With the omnichannel rollout supporting the company’s deeper push into high-potential non-metro markets, Das hinted that they are planning to raise funds, most likely by the next fiscal to fuel the expansion, invest in research and development (R&D).
Expansion And Investment
Since the brand is now available in over 1,000 general trade stores across the Delhi National Capital Region (NCR), the future expansion plans will require investment. Das noted that the offline channel expansion, investment into R&D and manufacturing facilities are the key aspects.
“We do not have a very clear view right now on how many months, but there will be investment required to expand across the channels. It will be twofold. We are trying to invest more into R&D because there are certain categories that we still need to invest and build upon,” Das explained.
The Co-founder and CEO added that the second leg of investment is into the offline channel, which will require main as well as distinct force, and the third piece is capability or capex into the facilities.
“Because you will be scaling rapidly, you will need to invest in the manufacturing facility also. That is where we are planning to raise funds, but not in the near future. Most likely in the next fiscal year,” she said.
Financial Performance And New Offerings
Emphasising that the brand enjoys a 52 per cent repeat rate on a yearly basis, Das shared that the FY25 proved to be a good year in terms of financial performance as the brand closed FY25 at Rs 130 crore in revenue, up from Rs 80 crore in FY24.
As far as the new product offerings in the current fiscal year is concerned, Das shared that they are completing a baby care range, which is gradually becoming almost a 10 per cent contribution category for the brand. “The second piece is we are gunning for a sunscreen and a face serum this year,” she noted.
Tapping The Non-metros
Since the brand has not entered the tier-two and three markets in offline retail, Das shared that the focus currently is on scaling in the top 10 cities before they venture into the remote corners.
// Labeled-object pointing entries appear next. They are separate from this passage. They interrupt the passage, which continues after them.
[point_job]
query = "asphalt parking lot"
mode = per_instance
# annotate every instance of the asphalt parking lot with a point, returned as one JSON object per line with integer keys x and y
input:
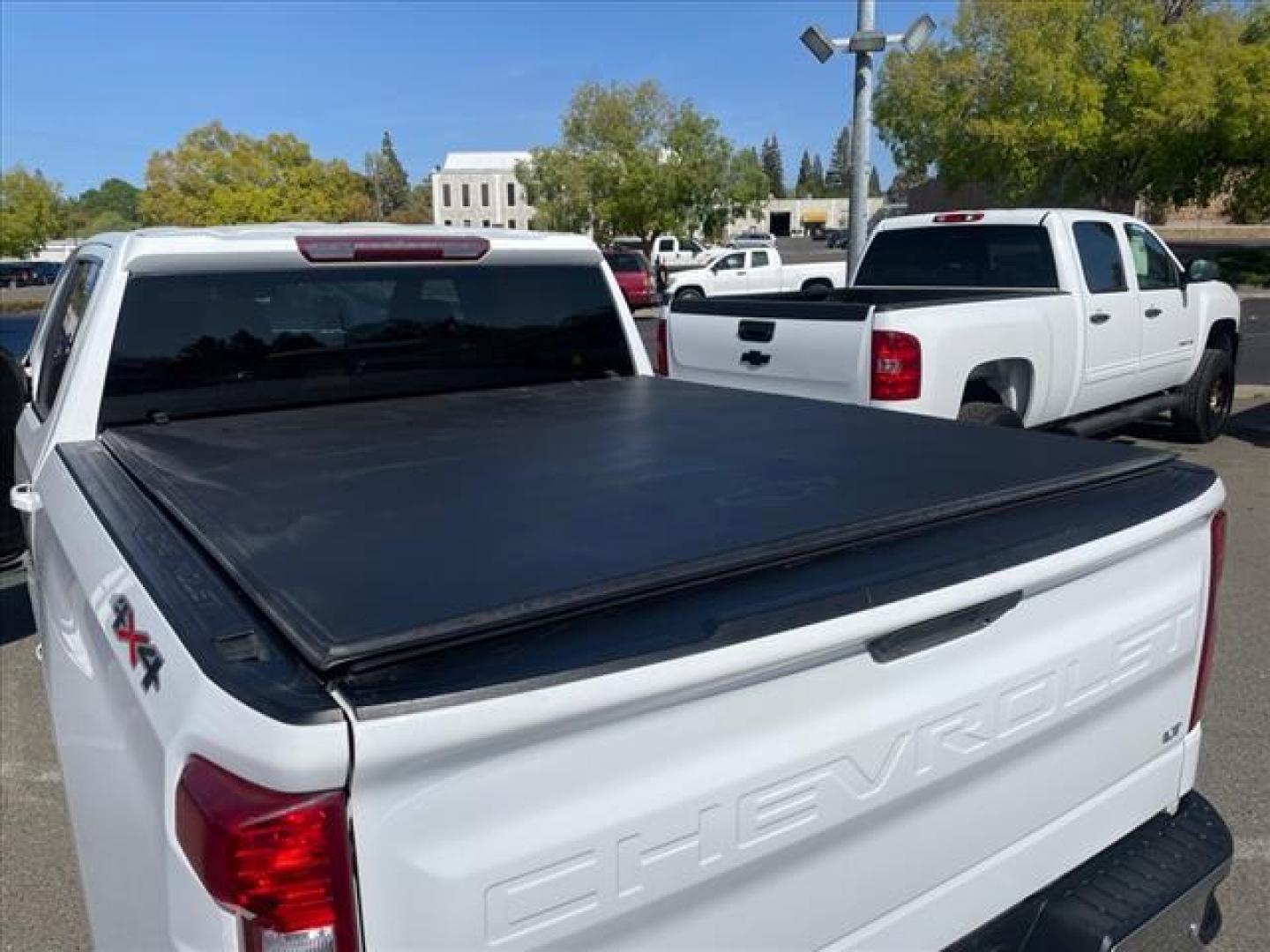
{"x": 40, "y": 896}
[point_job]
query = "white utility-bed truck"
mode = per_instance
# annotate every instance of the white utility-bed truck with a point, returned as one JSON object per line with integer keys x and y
{"x": 1081, "y": 320}
{"x": 753, "y": 271}
{"x": 389, "y": 602}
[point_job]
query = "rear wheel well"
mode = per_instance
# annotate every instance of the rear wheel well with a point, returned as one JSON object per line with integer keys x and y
{"x": 1007, "y": 383}
{"x": 1223, "y": 335}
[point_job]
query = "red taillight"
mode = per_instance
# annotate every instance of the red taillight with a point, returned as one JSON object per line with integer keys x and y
{"x": 1217, "y": 545}
{"x": 280, "y": 861}
{"x": 335, "y": 249}
{"x": 897, "y": 366}
{"x": 661, "y": 363}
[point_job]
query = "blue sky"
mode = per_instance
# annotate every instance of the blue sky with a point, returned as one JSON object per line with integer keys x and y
{"x": 90, "y": 90}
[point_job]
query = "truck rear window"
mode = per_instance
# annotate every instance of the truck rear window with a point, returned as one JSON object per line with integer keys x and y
{"x": 960, "y": 257}
{"x": 202, "y": 344}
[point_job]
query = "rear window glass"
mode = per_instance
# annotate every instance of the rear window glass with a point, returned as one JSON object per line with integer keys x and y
{"x": 960, "y": 257}
{"x": 626, "y": 262}
{"x": 211, "y": 343}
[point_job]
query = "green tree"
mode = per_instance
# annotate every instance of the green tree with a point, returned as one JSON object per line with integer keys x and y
{"x": 1097, "y": 101}
{"x": 773, "y": 167}
{"x": 840, "y": 164}
{"x": 216, "y": 176}
{"x": 417, "y": 208}
{"x": 390, "y": 185}
{"x": 31, "y": 212}
{"x": 874, "y": 183}
{"x": 803, "y": 185}
{"x": 630, "y": 163}
{"x": 112, "y": 206}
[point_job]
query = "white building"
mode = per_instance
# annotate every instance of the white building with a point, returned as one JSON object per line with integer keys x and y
{"x": 481, "y": 190}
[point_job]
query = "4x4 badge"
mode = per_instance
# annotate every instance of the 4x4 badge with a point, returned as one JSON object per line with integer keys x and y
{"x": 140, "y": 651}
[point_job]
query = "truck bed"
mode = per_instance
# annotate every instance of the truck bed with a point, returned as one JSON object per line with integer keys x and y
{"x": 384, "y": 527}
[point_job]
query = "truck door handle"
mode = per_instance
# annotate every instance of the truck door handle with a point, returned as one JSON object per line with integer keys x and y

However, the CEO noted that the demand has been encouraging on the online front.
“The next focus will be on the top 10 cities before we move into tier two and tier three and beyond. There is major demand coming in that we are seeing on our online brand. There is a lot of interest in new age personal care from these cities,” Das added.
Improving The Shelf Life
Noting that there is still room for improvement on the shelf life front, the Co-founder shared that they are working towards making the majority of their products with a shelf life of nine months.
Das stated, “You will see some products have a nine-month life while some have a three-month to six-month life. There are ongoing efforts to make most of our products to a nine-month life at least without compromising on the naturalness of the product.”
Noting that now consumers are knowledge-hungry and want to know everything that is going into their food and skin, Das added that it is important to give out as much information as you can for them to make a sound, logical decision for themselves.
She highlighted that because consumers are exposed to the global world so much through social media, their aspirations towards beauty have increased. Today’s consumers are using seven to eight products on average for their beauty and self-care.
“The third piece is premiumisation. People want to use better quality products, ready to spend more out of their wallets for beauty. Competition has also come up with trend-seeking ingredients,” Das asserted.
Manufacturing And Market Differentiation
Das explained that one part of manufacturing is that most formulations are built out of the simple mixing of ingredients, which are pretty much created internationally. “The difference between others and us is that we said we will work with indigenous herbs and ingredients of India. We make sure that the activity levels are similar to medicine,” she noted.
Adding that Ayurveda is all about taking nature and extracting medicine out of it, she emphasised the aspect of daily manufacturing.
“Because you are not using any kind of preservatives, stabilisers and chemical binders, you have a shorter shelf life. To maximise that short shelf life, you would want to have a daily manufacturing setup,” she shared.
Take On 100 Per Cent Claims
With brands now using the claims of being 100 per cent pure, natural, more frequently, the industry bodies have raised concerns over the use of these terms. Das emphasised that there is no issue in using these terms as long as one is claiming the truth. She stated that the authorities should standardise these terminologies.
“I still feel there should be authorities setting up these standards, so that people who are actually defaulting should not go ahead and default. Also, there is a like-for-like comparison across products. Nobody has an unfair claim,” the Co-founder said.